From Harvey Weinstein to Shakira, the Celebrities with Offshore Interests
Albanian Daily News
Published November 8, 2017
Clockwise from top left: Shakira, Nicole Kidman and Keith Urban, Justin Timberlake, Martha Stewart, Harvey Weinstein and Madonna. Composite: David Levene/Guardian/Reuters/Rex/Gettyhey are some of the biggest names in entertainment, and all of them make an appearance in the Paradise Papers. Some do so by name, such as the “Ciccone, Madonna” listed in tiny print among the investors of a Bermuda company, while others are there by dint of the offshore entities they have backed.
Some of the celebrities’ interests are historical, others contemporary. Some are similar to those of the singer Shakira, who holds a substantial portion of her showbusiness earnings offshore.
Others such as Justin Timberlake and Nicole Kidman seem more interested in acquiring property in the Bahamas, and may have real estate or privacy reasons for registering companies in those jurisdictions.
Whatever the motive, there is nothing illegal about moving money offshore and nothing to suggest that any of those named below had any unlawful purpose. But the industry has evolved and grown exponentially in recent years – and political and public attitudes to offshore regimes have changed equally dramatically.

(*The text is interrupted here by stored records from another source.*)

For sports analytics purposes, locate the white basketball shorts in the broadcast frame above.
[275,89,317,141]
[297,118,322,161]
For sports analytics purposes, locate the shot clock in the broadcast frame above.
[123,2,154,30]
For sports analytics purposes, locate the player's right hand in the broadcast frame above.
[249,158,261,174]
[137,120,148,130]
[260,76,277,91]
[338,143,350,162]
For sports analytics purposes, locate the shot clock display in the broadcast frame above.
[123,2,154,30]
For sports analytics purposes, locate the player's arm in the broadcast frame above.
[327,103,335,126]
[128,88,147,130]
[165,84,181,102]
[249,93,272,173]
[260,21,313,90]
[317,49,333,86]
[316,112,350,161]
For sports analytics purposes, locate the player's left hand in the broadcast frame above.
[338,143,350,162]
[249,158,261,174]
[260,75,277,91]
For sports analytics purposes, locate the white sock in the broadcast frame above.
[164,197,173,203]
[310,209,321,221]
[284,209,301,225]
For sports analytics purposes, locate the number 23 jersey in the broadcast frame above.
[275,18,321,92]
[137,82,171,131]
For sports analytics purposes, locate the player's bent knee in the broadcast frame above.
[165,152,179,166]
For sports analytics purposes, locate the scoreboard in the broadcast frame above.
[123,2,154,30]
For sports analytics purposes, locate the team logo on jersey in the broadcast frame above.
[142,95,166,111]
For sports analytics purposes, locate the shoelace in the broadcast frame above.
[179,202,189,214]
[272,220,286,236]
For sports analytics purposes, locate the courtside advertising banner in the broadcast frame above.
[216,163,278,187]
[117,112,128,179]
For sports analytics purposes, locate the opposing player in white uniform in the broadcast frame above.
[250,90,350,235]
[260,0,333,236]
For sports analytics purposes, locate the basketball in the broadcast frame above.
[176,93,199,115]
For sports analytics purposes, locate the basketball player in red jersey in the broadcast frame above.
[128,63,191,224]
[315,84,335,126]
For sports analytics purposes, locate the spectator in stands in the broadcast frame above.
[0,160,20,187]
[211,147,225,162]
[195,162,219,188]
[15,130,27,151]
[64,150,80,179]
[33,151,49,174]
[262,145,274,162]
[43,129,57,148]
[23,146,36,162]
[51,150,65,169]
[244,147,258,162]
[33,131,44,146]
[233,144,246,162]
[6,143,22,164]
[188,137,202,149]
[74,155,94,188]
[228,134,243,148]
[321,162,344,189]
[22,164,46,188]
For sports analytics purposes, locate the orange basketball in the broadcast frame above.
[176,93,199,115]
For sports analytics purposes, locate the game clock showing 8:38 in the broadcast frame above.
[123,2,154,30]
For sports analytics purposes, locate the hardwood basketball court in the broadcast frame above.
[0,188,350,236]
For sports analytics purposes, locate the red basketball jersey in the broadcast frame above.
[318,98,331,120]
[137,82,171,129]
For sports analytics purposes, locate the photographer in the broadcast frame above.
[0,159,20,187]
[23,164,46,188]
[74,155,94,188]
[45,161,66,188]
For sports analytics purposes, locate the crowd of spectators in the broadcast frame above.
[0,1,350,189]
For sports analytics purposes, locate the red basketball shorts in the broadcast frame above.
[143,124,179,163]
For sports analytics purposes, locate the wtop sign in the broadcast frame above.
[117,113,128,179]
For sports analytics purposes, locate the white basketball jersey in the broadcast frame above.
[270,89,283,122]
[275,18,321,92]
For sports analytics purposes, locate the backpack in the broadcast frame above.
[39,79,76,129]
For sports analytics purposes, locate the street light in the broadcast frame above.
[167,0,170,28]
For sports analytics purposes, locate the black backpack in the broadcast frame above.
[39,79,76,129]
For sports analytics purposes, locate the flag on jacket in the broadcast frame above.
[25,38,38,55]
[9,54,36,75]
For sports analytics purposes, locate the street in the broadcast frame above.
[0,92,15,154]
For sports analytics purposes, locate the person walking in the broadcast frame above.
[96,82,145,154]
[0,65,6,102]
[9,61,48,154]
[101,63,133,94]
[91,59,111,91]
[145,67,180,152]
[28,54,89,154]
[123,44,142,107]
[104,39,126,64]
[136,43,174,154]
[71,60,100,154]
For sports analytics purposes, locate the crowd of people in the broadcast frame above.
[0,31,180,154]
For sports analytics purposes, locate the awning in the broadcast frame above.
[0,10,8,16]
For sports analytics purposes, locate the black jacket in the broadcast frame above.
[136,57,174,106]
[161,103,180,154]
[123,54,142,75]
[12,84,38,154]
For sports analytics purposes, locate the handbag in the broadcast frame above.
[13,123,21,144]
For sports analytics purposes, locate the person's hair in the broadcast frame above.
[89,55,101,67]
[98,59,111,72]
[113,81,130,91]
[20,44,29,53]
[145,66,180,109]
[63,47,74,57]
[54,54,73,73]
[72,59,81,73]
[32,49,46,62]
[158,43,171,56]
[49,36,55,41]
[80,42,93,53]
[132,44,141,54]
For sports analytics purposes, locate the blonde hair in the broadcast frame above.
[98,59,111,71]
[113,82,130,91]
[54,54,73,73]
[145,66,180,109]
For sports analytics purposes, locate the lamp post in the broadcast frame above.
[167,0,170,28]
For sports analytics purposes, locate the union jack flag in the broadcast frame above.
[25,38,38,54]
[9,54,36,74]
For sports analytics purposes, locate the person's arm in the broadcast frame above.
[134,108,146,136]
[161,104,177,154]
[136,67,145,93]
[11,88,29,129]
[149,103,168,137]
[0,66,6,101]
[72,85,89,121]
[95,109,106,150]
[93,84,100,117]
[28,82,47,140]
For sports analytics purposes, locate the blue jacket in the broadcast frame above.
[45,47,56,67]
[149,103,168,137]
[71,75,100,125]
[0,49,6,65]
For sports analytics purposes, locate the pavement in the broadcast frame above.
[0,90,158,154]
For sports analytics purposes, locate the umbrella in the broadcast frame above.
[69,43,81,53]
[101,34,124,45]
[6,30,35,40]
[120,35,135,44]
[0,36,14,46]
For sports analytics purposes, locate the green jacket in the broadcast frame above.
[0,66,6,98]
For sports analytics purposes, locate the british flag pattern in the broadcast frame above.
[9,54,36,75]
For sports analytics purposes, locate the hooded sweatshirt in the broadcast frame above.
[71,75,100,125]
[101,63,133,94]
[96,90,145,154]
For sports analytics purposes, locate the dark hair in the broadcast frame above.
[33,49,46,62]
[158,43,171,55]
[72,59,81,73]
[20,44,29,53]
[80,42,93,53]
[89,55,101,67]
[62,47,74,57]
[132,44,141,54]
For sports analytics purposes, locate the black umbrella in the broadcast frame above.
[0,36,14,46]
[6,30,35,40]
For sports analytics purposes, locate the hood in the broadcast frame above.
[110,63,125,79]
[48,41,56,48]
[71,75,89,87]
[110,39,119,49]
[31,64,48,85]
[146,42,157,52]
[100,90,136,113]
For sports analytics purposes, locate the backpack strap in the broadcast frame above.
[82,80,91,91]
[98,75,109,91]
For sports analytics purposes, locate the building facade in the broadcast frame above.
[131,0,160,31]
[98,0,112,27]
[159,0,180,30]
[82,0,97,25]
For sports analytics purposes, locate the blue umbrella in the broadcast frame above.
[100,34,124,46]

The current political climate raises legitimate questions about the actions of wealthy and well-known individuals: what benefit were they hoping for and will they continue to use such vehicles following the Paradise Papers revelations?
The disgraced movie producer Harvey Weinstein invested in the now-defunct Bermuda-based medical venture capital firm Scientia Health Group Ltd. Weinstein took out 2,000 shares in the company in November 2001, leaked files from the law firm Appleby show.

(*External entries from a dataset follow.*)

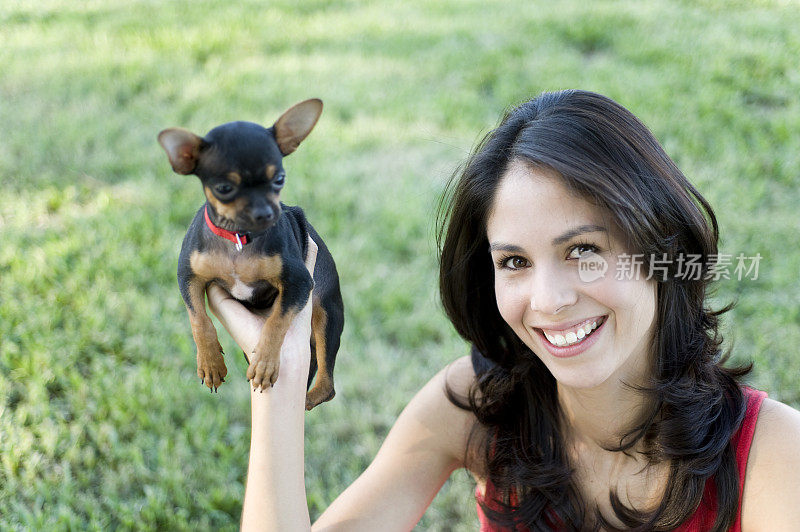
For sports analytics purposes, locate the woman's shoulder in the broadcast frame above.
[742,392,800,532]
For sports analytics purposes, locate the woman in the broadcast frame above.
[209,91,800,531]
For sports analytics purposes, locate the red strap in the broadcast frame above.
[203,205,248,245]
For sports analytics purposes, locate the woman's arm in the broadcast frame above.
[208,238,317,531]
[208,238,474,531]
[313,357,475,532]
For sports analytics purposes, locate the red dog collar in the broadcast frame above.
[204,205,250,251]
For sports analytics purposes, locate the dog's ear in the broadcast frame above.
[273,98,322,155]
[158,127,205,175]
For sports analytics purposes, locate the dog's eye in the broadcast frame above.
[214,183,236,196]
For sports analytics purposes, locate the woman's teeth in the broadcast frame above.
[542,318,603,347]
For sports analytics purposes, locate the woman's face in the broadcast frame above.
[487,161,656,388]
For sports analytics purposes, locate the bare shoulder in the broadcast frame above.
[742,399,800,532]
[404,357,476,467]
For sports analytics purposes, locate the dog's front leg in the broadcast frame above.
[247,265,314,388]
[186,277,228,390]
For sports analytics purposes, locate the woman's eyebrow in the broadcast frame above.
[553,225,608,246]
[489,242,523,253]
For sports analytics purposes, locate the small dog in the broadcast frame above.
[158,99,344,410]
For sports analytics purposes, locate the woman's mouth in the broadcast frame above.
[535,316,608,357]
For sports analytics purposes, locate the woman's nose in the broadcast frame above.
[530,269,578,316]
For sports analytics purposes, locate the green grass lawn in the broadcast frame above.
[0,0,800,531]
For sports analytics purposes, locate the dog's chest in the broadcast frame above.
[190,251,283,301]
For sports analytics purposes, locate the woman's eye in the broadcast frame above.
[568,244,599,259]
[497,255,528,270]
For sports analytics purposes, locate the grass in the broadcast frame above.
[0,0,800,531]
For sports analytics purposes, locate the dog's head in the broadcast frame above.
[158,99,322,232]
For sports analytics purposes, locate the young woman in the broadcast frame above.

He gave as his contact point the name of Richard Koenigsberg, one of the directors of the Weinstein Company who last month fired the film mogul after several women accused him of sexual harassment.
It is not known whether Weinstein sold his stake in Scientia before it went out of business. He did not respond to Guardian questions.
The lifestyle guru Martha Stewart was also an investor in Scientia. The company was founded by Samuel Waksal, who at the time was also chief executive of ImClone.
Stewart took out a stake in both of Waksal’s companies. It was her decision to sell about $230,000 (£174,000) of shares in ImClone in December 2001, a day before the release of an adverse US Food and Drug Administration ruling, that landed her in insider-dealing trouble, with Stewart and Waksal ending up in prison.
Stewart declined to comment on her historical Bermuda investment.
Tucked away on page 31 of one of the 7m documents contained in the Appleby leak is an entry in tiny print for a company shareholder, listed with her last name followed by first name: Ciccone, Madonna. The suspicion that this report may refer to Madonna Louise Ciccone, better known simply as Madonna, is strengthened by the address given for the holder, the Manhattan offices of Provident Financial Management, which specialises in managing tours and live performances in the music industry and has worked for the “queen of pop”.
Madonna is listed as having bought 2,000 shares in the Bermuda-incorporated company SafeGard Medical Ltd in 1998.
What the star was doing investing in a medical company based in a tax haven remains a mystery, as does whether or not she sold her shares before the entity was dissolved in 2013. While it was active, SafeGard produced medical equipment such as retractable syringes.
The Guardian asked Madonna through her London-based publicist to illuminate the subject, but she did not reply.
In August 2015, the musician and actor Justin Timberlake created a Delaware company with a similar name to his record label Tennman Records. Legal documents contained in the Paradise Papers show the limited liability company was set up with Timberlake as its sole member and his Los Angeles-based accountant, Michael Dreyer, as manager.
The purpose of the company, the documents show, was to “engage in the purchase of real estate” in the Bahamas. Four months after setting it up, Timberlake moved to register the entity as a foreign company in the Bahamas.
Why Timberlake was keen to have a company structure for buying real estate in the Bahamas remains unclear, and the star did not respond to a Guardian request for comment. A clue is provided, perhaps, in another Appleby document showing that a month before the holding was set up, a separate entity called Nexus Luxury Collection Ltd was incorporated in the Bahamas as an “international business company”.
Timberlake is the main partner in Nexus Luxury Collection along with the golfer Tiger Woods and financier Joe Lewis. One of its prime assets is an 18-hole golf course in Albany, a resort community in the Bahamas.